The Interactive and Ubiquitous Systems course focuses on the design and study of those interactive systems that go beyond the desktop computer and that are integrated into the fabric of our activities and multiple environments. In this course students will design and develop prototypes of new technological possibilities so that people interact more significantly with their physical and social environment.
The subject reviews the historical evolution of computing and human-computer interaction, from the mainframes to ubiquitous computing. Likewise, current and future trends of ubiquitous technology are analyzed, focusing on key concepts, such as interaction paradigms, computer technologies, and interaction techniques that make it possible for the computer to "leave" the desktop computer to integrate into the physical and social world.

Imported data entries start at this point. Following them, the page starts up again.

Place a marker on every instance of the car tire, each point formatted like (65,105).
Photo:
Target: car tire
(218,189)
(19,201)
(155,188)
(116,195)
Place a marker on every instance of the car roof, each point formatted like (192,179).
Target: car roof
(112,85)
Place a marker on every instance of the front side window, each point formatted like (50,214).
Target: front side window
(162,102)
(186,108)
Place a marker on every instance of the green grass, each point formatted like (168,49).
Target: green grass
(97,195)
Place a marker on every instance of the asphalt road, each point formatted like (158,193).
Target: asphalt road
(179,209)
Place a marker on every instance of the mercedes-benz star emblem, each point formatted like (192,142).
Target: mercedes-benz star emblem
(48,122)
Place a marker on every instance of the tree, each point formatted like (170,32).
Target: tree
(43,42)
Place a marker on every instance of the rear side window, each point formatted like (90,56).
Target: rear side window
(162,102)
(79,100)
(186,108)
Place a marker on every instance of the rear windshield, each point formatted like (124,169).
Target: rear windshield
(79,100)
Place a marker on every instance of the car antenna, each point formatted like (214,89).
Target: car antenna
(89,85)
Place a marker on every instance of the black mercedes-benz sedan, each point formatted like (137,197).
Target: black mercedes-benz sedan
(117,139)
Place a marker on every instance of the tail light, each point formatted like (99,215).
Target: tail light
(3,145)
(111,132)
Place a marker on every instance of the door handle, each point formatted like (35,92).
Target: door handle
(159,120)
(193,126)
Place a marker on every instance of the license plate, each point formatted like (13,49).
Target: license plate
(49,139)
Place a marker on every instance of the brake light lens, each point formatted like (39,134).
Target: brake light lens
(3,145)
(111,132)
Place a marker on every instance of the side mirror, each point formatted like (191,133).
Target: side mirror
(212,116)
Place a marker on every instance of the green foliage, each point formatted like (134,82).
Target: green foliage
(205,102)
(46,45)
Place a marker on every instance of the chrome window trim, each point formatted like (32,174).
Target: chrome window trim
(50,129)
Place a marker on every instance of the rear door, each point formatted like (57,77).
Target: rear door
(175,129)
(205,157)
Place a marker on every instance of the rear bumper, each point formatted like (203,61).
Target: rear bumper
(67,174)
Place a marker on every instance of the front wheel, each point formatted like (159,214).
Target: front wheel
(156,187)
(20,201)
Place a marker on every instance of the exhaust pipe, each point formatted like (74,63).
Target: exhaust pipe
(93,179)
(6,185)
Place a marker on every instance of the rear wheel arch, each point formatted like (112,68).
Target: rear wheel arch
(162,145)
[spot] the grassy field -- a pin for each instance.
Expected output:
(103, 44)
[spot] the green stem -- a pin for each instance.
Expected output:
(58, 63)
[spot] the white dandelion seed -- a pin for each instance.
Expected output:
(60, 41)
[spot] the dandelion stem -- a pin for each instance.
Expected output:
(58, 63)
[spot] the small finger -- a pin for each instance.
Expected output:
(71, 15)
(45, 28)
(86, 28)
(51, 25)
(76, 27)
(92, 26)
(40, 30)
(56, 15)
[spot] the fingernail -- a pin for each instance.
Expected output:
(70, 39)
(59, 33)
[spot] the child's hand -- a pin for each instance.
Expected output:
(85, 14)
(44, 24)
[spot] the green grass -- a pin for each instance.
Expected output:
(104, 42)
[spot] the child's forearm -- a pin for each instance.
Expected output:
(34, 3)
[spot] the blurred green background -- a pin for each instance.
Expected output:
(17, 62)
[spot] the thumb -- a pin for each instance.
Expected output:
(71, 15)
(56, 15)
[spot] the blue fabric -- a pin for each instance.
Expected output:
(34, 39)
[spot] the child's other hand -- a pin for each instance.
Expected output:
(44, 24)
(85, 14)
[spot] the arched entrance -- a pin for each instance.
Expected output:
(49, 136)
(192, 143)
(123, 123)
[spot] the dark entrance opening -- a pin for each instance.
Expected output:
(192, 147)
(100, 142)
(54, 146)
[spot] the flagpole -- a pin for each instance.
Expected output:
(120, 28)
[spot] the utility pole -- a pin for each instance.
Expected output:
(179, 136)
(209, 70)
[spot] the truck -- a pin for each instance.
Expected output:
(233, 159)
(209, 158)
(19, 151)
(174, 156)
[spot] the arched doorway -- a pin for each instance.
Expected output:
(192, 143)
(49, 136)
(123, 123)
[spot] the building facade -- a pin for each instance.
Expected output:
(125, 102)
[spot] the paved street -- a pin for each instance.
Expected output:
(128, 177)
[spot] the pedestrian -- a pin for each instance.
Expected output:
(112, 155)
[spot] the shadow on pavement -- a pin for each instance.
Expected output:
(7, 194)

On the one hand, the new devices, technologies and interaction paradigms for ubiquitous environments, such as API for Web distributed systems, sensor data and multi-touch, tangible and embodied interaction, are addressed.
On the other hand, classic as well as novel design, prototype and evaluation techniques of ubiquitous interaction systems are studied and practiced to complete the user-centered design cycle.
Finally, aspects of security, ergonomics, usability and accessibility related to the integration of new interactive technologies with the physical environment and daily tasks are analyzed.
Upon successful completion of this course, the student acquires the abilities to:
Know and apply techniques for modeling, prototyping and qualitative and quantitative analysis of interactive systems.
Understanding the ubiquitous interaction paradigm, including multi-device, multi-sensory and immersive interaction.
Apply user-centered design methods and ubiquitous programming techniques to devise solutions that maximize utility and usability.